The Rental Truck

Hinton had rented the moving truck for four days and 1350 miles. Even with fuel, insurance, hotels, and food, it was cheaper to rent a round trip truck than a one-way, so he went with it. Three hundred of the additional $350 insurance he purchased would be returned to him if he came back with no accidents or moving violations. Otherwise, he’d have to forfeit that amount and possibly pay additional damages over $10,000.

The move itself was uneventful but tedious as most moves are. Loading, travel, staying in hotels, being cautious every step of the way and then unloading and returning the truck. He took his 15-year-old son, Ben, on the return trip back to keep him company. They’d finish the trip by driving their car back, hauling the very last of the breakables.

“What kind of arrangement do you have that you could drive this back and for the rental company to still make out?” Ben asked.

“I don’t know, Son. Screwy if you ask me, all that extra mileage. But I don’t make the rules or the fares,” said Hinton. “I ran the numbers and I’d come out ahead by a couple hundred dollars, that is, if I can return this with no accidents or damages.”
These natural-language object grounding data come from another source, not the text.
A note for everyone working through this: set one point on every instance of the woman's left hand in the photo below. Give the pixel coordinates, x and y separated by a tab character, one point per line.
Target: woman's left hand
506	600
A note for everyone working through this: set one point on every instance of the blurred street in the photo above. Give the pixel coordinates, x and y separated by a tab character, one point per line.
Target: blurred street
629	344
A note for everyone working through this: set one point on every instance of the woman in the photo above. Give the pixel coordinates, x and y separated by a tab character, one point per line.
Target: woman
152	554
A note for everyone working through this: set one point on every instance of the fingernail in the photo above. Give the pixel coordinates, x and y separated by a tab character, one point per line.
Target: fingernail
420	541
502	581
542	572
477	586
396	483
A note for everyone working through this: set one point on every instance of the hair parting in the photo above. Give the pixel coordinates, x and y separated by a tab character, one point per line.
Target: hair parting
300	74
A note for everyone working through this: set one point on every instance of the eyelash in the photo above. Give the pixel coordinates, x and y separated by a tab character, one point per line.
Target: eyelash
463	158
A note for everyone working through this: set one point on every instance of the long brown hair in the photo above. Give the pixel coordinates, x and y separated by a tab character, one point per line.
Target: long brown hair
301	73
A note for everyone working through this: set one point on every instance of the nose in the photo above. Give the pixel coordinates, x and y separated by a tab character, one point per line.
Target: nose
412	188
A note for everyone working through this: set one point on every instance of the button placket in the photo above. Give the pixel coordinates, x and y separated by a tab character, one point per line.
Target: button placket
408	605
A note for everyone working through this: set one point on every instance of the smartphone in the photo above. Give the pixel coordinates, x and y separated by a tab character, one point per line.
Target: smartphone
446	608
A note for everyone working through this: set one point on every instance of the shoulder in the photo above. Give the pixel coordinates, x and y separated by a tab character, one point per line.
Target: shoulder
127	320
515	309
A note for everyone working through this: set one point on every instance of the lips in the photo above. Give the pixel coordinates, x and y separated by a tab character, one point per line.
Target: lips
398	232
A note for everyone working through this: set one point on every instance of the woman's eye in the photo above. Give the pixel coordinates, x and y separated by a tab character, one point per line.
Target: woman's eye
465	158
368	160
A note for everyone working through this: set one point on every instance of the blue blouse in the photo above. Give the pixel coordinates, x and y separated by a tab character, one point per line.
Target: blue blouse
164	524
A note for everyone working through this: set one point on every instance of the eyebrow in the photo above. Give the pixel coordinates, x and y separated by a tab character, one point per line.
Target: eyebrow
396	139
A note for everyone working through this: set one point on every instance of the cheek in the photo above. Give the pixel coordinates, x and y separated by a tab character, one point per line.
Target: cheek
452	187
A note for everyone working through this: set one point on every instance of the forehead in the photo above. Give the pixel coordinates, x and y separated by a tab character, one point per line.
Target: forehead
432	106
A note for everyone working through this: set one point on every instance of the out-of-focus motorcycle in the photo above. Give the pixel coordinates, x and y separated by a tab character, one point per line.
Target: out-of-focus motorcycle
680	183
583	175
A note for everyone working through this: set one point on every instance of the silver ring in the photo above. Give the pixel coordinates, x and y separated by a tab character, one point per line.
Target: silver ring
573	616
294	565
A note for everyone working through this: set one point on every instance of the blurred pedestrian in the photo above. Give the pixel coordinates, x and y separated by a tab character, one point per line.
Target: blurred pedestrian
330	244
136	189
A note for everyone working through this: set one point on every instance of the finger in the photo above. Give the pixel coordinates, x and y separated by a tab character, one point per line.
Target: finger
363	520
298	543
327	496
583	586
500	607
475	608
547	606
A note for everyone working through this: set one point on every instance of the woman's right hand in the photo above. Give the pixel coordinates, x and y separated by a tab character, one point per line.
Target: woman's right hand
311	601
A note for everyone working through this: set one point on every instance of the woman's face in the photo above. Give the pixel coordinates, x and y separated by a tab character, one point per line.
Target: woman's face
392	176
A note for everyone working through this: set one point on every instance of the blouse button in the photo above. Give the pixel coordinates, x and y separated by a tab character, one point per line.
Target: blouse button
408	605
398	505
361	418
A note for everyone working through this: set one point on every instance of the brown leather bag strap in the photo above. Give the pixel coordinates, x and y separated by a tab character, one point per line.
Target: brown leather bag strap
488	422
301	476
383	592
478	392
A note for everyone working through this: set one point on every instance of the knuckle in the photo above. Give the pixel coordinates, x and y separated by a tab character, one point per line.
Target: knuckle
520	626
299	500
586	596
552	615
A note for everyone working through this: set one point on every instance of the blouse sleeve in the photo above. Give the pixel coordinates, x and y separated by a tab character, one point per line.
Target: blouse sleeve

Ben said, “So far so good and we’ve got less than a hundred miles to go.”

“Don’t jinx me now.”

As Hinton pulled the truck into the office to check it in, he raised his eyes toward heaven with a smile on his face, proud that he had been cautious the whole way and that the truck made it there in one piece. Just as he was ready to let out a huge sigh of relief, the truck came to an abrupt stop. Ben’s glasses went flying and Hinton banged his head against the steering wheel. No airbags were deployed. After making sure his son was fine, Hinton staggered out of the truck and examined the damages. The roof of the truck rolled up like a can of sardines for about a full foot. Ben came around to his father.

The drive-thru overhang signage noted in large lettering that the rental office was four inches smaller than the height of his truck.

“What a horrible design,” Hinton said.

Ben said, “Naa, Dad. Looks like a feature to me, not a flaw. My guess is the office folks will say they’ve been meaning to get that roof raised.”

Hinton put his arm around his son and said, “You’re learning, son. A bit cynical, perhaps, but learning.”